Il y avait clairement quelque chose d'étrange dans ses questions.

— Qu'est-ce que ça changerait ?

— Oh, rien du tout !

La vieille lui fit un grand sourire, dévoilant ses dents de piranha. Mishi eut un frisson, partant de sa nuque et cheminant jusqu'au bout de sa queue de poisson. Que pouvait-elle dire ? Les marins avaient peur des sirènes ; il n'y avait donc, pour l'aider, que sur les sirènes qu'elle pouvait compter. Si Meliteh pouvait lui fournir un bateau qui flotte, il fallait qu'elle tente cette chance. Mais elle le voyait bien ; tout ce que Meliteh voulait, c'étaient des mâles. Elle voulait Leerian.

Mishi prit une grande inspiration, alors que Meliteh attendait toujours une réponse. Meliteh trouvait Mishi mignonne, elle avait un visage qui lui semblait innocent. Elle ne ressemblait pas à quelqu'un qui savait mentir, elle crut donc à cent pour cent quand elle lui dit enfin :

— Oui, ce sont des mâles. Tous les deux. Et alors, tu vas me fournir un bateau ?

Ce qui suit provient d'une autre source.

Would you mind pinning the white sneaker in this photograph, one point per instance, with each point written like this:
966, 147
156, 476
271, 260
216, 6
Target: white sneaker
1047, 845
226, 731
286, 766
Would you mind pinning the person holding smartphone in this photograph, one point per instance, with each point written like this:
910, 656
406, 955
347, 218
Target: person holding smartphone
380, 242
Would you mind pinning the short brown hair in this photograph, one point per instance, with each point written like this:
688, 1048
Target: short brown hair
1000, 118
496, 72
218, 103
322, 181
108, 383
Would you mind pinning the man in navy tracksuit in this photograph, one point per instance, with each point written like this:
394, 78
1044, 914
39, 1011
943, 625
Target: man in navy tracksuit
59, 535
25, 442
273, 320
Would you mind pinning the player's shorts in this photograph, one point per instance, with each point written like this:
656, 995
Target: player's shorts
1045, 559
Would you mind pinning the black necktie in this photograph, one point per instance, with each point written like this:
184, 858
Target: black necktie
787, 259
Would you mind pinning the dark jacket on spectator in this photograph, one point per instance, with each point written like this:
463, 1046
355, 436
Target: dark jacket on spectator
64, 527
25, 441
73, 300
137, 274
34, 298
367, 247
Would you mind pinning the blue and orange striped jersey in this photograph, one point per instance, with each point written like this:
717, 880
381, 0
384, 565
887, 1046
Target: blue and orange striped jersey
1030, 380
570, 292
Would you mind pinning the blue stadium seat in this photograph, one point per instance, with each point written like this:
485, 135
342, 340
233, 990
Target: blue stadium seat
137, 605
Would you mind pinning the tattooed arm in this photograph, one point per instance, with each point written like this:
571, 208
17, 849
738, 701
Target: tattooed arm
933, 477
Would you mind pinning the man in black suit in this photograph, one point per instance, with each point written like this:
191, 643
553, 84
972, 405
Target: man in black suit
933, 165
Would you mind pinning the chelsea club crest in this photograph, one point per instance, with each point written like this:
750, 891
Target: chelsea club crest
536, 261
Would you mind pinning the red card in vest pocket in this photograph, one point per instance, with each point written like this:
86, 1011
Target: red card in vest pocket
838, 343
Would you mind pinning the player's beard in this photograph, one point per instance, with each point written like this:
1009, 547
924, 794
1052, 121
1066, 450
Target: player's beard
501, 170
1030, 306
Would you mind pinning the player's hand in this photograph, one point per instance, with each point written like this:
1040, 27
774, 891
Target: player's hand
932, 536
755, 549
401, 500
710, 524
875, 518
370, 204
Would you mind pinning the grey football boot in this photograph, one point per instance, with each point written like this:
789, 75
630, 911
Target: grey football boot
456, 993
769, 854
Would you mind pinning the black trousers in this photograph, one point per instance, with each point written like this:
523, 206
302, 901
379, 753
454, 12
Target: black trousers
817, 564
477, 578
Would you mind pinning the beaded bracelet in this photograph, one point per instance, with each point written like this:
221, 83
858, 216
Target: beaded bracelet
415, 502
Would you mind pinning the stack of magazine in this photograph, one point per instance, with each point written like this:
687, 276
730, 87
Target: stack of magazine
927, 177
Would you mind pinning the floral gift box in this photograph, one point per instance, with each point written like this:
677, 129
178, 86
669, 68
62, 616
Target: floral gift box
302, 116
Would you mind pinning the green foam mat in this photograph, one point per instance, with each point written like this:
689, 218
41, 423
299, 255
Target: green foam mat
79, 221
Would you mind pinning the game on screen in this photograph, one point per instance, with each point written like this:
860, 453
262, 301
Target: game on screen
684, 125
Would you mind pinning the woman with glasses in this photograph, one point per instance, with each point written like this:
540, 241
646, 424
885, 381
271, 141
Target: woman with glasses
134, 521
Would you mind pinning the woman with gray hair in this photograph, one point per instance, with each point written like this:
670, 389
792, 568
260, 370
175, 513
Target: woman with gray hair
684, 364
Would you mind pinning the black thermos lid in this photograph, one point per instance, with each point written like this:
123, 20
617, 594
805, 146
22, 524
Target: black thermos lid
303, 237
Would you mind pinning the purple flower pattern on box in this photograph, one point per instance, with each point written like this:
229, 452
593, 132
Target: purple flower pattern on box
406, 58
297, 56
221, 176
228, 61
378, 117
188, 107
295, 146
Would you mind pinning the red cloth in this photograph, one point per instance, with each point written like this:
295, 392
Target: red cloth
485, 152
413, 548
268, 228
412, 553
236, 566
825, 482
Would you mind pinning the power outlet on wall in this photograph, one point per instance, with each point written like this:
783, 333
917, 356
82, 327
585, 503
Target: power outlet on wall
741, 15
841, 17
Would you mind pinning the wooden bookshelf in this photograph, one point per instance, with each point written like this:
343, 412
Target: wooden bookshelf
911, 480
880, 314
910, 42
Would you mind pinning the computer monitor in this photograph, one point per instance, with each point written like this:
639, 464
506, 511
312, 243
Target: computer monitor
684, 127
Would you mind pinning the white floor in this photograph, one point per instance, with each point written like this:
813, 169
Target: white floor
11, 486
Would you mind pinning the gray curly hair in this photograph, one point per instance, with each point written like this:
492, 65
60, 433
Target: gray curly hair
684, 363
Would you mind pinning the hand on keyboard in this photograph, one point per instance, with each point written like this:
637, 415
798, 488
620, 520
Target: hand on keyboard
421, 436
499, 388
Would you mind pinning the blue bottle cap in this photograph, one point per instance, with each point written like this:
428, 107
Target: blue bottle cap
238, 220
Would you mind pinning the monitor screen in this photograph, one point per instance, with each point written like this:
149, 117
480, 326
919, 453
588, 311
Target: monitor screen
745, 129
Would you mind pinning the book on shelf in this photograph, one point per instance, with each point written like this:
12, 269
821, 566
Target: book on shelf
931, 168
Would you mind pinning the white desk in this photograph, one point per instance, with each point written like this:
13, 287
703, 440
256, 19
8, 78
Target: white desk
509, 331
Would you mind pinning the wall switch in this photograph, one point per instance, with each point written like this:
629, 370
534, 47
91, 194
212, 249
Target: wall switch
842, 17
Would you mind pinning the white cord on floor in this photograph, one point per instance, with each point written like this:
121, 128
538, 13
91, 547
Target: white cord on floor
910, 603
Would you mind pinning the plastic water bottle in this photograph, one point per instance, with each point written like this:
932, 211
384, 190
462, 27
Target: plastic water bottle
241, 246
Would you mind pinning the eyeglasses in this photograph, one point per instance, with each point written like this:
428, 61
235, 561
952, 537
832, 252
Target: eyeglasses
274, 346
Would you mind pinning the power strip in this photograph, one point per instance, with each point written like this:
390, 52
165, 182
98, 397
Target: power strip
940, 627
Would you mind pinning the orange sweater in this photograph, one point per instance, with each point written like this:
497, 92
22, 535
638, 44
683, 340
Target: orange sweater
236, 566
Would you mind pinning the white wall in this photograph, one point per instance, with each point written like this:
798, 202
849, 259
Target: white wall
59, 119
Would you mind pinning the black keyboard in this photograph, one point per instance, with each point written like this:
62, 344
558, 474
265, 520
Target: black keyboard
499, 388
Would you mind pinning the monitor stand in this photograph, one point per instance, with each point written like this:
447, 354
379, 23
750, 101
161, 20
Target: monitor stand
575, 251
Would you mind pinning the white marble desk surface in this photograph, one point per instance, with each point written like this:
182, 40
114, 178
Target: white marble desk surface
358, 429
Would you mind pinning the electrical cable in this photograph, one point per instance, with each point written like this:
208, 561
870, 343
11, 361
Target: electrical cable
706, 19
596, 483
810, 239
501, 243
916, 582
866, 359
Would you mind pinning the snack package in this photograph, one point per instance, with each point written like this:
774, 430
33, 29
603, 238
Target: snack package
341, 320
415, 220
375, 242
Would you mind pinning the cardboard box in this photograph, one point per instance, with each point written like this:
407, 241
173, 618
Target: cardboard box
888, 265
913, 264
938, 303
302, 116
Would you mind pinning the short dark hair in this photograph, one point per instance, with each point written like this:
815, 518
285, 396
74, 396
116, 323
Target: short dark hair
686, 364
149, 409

Le sourire de Meliteh s'étira un peu plus. Deux mâles, donnés sur un plateau d'argent.

— Bien sûr. J'en ai justement un qui a coulé il y a très peu de temps. Il est petit, et les planches ne sont pas encore pourries. Il n'y a qu'un trou dans la coque, mais ça se répare facilement. Dans une heure ou deux, il sera prêt.

— Oh, merci ! dit Mishi, s'efforçant de paraitre heureuse alors qu'elle tremblait intérieurement.

— Allez ; va visiter notre village. J'enverrais quelqu'un te chercher quand ce sera terminé. Et si tu manques d'air, tu peux revenir ici.

— C'est très gentil de votre part, Meliteh, dit Mishi en joignant ses mains en prière.

Elle espérait surtout qu'elle n'avait pas entrainé ses amis dans une énième mission dangereuse. Mais pour les sortir de cette île au milieu de nulle part, elle n'en avait pas vraiment le choix.